HAVANA - Spanish King Felipe VI and Cuban President Miguel Diaz-Canel met Tuesday at the start of the first modern state visit to Cuba by a member of the royal family that once ruled the Caribbean island.

The king and Queen Letizia began their official activities by offering a wreath at a monument to Jose Marti, a hero of Cuba's 19th century fight for independence from Spain.

After their meeting in Cuba's Palace of the Revolution, the king and president signed an agreement whose details were not immediately disclosed.

The queen and Cuban first lady Lis Cuesta then toured colonial Old Havana.

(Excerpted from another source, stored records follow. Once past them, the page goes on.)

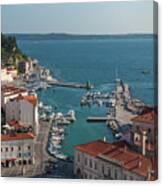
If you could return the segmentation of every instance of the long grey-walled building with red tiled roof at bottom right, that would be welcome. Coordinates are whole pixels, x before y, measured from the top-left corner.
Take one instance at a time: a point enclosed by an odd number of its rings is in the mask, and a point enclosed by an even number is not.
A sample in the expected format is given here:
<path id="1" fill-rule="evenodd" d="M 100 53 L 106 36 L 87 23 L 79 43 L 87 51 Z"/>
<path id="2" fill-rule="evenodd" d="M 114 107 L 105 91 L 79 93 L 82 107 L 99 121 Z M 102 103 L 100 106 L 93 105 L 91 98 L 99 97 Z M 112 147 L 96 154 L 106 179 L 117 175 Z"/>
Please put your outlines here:
<path id="1" fill-rule="evenodd" d="M 75 147 L 74 174 L 85 179 L 154 180 L 155 163 L 125 143 L 97 140 Z"/>

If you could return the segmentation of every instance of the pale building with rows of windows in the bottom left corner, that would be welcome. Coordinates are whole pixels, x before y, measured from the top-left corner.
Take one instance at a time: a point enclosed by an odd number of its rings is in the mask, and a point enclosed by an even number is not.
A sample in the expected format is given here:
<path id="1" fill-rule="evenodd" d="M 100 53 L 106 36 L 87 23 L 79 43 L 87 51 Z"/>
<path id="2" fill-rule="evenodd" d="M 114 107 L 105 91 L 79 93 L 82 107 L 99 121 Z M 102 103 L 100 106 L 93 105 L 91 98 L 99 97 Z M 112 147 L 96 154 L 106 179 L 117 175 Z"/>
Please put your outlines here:
<path id="1" fill-rule="evenodd" d="M 34 135 L 26 133 L 8 133 L 1 135 L 1 166 L 25 166 L 35 163 Z"/>

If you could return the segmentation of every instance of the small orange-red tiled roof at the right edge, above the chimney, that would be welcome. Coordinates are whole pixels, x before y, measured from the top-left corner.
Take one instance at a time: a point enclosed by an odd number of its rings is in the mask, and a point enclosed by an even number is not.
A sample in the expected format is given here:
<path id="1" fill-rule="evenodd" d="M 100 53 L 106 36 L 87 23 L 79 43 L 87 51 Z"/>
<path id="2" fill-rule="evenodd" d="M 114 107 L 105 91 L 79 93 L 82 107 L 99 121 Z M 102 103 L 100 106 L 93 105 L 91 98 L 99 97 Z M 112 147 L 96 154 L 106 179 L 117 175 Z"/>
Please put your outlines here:
<path id="1" fill-rule="evenodd" d="M 157 114 L 155 111 L 147 112 L 142 115 L 138 115 L 131 119 L 133 122 L 146 123 L 146 124 L 157 124 Z"/>

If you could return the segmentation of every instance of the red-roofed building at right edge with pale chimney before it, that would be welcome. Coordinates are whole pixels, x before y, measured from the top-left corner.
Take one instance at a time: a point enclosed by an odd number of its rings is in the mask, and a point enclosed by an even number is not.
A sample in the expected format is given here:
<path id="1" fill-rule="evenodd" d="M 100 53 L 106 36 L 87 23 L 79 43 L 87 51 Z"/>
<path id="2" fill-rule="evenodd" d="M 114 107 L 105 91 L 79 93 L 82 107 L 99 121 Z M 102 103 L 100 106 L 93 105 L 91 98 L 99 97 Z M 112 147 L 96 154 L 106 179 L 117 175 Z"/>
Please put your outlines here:
<path id="1" fill-rule="evenodd" d="M 132 119 L 130 139 L 134 150 L 147 156 L 157 156 L 157 113 L 147 110 Z"/>

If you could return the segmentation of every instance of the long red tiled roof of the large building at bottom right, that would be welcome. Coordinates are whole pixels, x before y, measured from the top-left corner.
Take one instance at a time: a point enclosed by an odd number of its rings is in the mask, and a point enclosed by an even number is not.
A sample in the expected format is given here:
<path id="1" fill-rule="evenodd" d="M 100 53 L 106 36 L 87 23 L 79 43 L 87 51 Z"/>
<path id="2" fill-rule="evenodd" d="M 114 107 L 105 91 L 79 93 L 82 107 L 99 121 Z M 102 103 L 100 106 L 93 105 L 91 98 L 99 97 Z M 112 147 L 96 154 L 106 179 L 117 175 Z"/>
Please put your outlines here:
<path id="1" fill-rule="evenodd" d="M 153 170 L 153 168 L 156 167 L 154 165 L 156 162 L 153 164 L 150 158 L 130 151 L 124 142 L 111 144 L 97 140 L 78 145 L 75 149 L 103 159 L 104 161 L 116 163 L 128 171 L 144 177 L 148 175 L 149 170 Z"/>

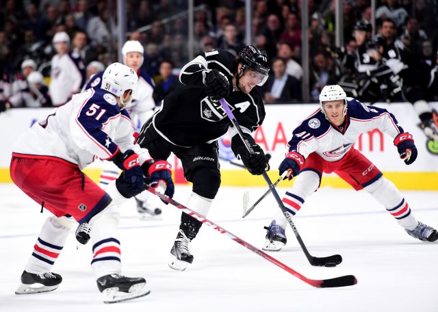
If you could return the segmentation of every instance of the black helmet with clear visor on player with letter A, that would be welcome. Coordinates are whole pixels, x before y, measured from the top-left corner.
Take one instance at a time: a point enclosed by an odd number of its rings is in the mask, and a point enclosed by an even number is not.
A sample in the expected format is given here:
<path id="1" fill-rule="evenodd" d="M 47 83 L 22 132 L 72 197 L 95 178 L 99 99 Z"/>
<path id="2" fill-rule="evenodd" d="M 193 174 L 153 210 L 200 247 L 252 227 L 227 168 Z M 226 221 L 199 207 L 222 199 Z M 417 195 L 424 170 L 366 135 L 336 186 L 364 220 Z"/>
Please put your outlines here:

The trip has sparked criticism from right-wing politicians in Spain and inspired critical opinion pieces in conservative-leaning newspapers over a trip seen as a step forward for normal relations between Spain and its former colony, a single-party communist state that cracks down harshly on dissent.

The royal couple plan to meet with cultural figures and entrepreneurs but avoid interaction with members of Cuba's illegal political opposition.

Spanish hotel chains and other tourism-related businesses serve hundreds of thousands of travellers to Cuba each year, and hundreds of thousands of Cubans have claimed Spanish citizenship through laws granting passports to the children and grandchildren of Spanish immigrants.

Felipe's father, King Juan Carlos, never made a state visit to Cuba during his four decades on the throne following the return of democracy to Spain after the death of dictator Francisco Franco in 1975. Pressure from conservative political parties nixed any chance of a visit.

Juan Carlos did travel to Havana in 1999 for the Ibero-American Summit. He also returned to the island after he had abdicated in 2014 to attend the funeral of Fidel Castro.